A ge(r)m of an idea
Entrepreneur invents trolley sanitiser — and supermarkets are lining up to buy i
Port Elizabeth entrepreneur Mornay van der Berg said he and his family felt blessed to be able to one day tell future generations how they contributed to the fight against Covid-19.
They have managed to develop an innovative, hands-free solution to the mundane task of sanitising trolleys at supermarkets.
The Van der Bergs built a sanitising machine which does the work for customers who, upon entering a store, roll their trolleys through a disinfecting shower while they sanitise their hands at a handwashing station before reconnecting with the trolley on the other side.
The Lorraine resident, who owns a company that specialises in manufacturing built-in cupboards, said his wife Tessa was the brains behind the concept, which had already been adopted by several SPAR supermarkets in Port Elizabeth and East London.

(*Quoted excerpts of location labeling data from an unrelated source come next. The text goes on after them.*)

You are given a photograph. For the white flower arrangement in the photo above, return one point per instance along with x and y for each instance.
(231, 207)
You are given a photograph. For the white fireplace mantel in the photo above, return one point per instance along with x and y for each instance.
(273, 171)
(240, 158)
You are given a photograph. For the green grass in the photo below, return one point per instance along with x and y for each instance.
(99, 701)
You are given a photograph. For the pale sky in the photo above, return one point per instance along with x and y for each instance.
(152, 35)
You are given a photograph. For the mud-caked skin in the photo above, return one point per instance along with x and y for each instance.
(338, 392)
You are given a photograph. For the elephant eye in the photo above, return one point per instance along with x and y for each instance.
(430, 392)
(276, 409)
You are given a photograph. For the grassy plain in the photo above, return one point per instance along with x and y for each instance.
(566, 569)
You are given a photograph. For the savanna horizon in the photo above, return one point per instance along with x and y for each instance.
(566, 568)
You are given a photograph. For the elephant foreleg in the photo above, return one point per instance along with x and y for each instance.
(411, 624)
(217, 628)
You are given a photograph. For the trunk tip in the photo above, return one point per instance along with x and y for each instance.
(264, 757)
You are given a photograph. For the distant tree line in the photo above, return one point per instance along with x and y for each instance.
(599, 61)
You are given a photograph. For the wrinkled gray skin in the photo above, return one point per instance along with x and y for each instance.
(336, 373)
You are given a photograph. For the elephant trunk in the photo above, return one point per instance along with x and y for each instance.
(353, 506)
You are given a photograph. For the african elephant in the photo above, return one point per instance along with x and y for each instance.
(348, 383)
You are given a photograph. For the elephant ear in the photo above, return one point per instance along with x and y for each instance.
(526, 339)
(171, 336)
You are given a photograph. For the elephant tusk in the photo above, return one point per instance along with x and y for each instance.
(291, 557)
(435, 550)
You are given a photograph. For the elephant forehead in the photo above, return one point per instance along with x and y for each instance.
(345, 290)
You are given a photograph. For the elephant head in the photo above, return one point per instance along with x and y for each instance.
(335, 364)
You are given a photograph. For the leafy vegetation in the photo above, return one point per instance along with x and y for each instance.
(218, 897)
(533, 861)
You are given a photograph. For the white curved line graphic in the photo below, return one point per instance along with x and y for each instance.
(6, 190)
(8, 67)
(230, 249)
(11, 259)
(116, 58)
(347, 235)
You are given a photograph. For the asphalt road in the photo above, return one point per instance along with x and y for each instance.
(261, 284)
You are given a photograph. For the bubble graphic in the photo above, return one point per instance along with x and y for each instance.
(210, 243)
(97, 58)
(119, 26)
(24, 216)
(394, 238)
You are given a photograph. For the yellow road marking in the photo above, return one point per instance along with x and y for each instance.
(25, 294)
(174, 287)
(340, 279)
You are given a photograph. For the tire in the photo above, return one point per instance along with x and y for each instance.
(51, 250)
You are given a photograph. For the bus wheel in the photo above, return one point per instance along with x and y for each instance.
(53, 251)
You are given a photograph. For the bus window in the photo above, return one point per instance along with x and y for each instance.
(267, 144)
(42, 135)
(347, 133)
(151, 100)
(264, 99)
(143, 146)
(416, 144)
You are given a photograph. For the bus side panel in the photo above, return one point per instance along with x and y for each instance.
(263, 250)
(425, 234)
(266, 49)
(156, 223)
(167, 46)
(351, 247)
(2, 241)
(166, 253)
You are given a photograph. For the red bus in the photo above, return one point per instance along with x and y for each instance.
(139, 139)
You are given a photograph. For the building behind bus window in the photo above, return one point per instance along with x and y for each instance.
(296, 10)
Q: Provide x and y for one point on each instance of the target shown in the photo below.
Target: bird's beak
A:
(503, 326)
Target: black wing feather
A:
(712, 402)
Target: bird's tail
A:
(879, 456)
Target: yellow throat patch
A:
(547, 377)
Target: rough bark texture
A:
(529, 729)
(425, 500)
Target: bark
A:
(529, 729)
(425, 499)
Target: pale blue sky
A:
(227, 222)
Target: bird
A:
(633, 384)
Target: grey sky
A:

He said the device was aptly named the “T-san” with the first letter representing the first name of his wife as well as trolley, while san was simply an abbreviation for sanitiser.
“The concept came about during lockdown level five when we couldn’t go anywhere, nor buy anything and I couldn’t work.
“My wife said it wasn’t just about Covid-19 — trolleys contain germs.
“In general it is a dirty item, and with the Covid-19 pandemic people are even more aware and concerned,” Van der Berg said.
“My wife drew me a picture, said I should build something like this and she said everyone [who] shopped would have peace of mind in knowing their trolley was clean.”
The father-of-three said the machine did not spray the handle only, but the entire trolley.
He said one of the biggest challenges in developing the device was working out what they could use to build the machine at a time when their suppliers were closed.
“At home I did have some aluminium extrusion, so we built the frame.
“We couldn’t buy anything for sensors, but I had some that sense movement inside the house for a security system.
“We dismantled those systems, we tweaked them to make them sense the movement of your hand or the movement of a plastic and/or metal trolley, and it worked.
“The whole experiment at that time was just awesome.
“It made us feel positive — our first customer was Peter Barnes at the Sunridge SuperSPAR and he immediately said yes, he’d love it for his customers,” he said.
Van der Berg said he was overwhelmed by the response to their invention on social media — it had received more than 10,000 shares and over 400,000 views.
He said they had so far sold more than 70 units to grocery stores and their biggest demand was from SPAR outlets in the province’s two major cities.
“Locally, orders are being made, and in the Garden Route as well we’ve received orders.
“Should there be a huge demand we’ll employ more people, but I want people without skills so as to equip them with skills.”
The couple also make hand-sanitising machines for shoppers.
“We’ve donated two of the machines to the Sunridge Park Primary School to sanitise the hands of the children.
“There’s a basin to prevent spilling on the floor and a hole to allow the overflow to be drain into a container.
“Over time I’ll donate to other schools as well. This isn’t just about the business — we also want to give back.”
Van der Berg encouraged people who might have lost their jobs as a result of the Covid-19 lockdown to think outside the box to find alternatives, saying though there might be disappointments along the way, setbacks could ultimately pave the way for a breakthrough.
Spar Eastern Cape operations executive Grant Klinkradt said: “Each store is retailer-owned, and some stores have sourced the sensored hand and trolley sanitiser, which is fast and efficient when sanitising.
“Ensuring our shoppers have a pleasant and safe shopping experience is of utmost importance, so we’re pleased when our customers feel safe and comfortable shopping after the precise sanitisation process.”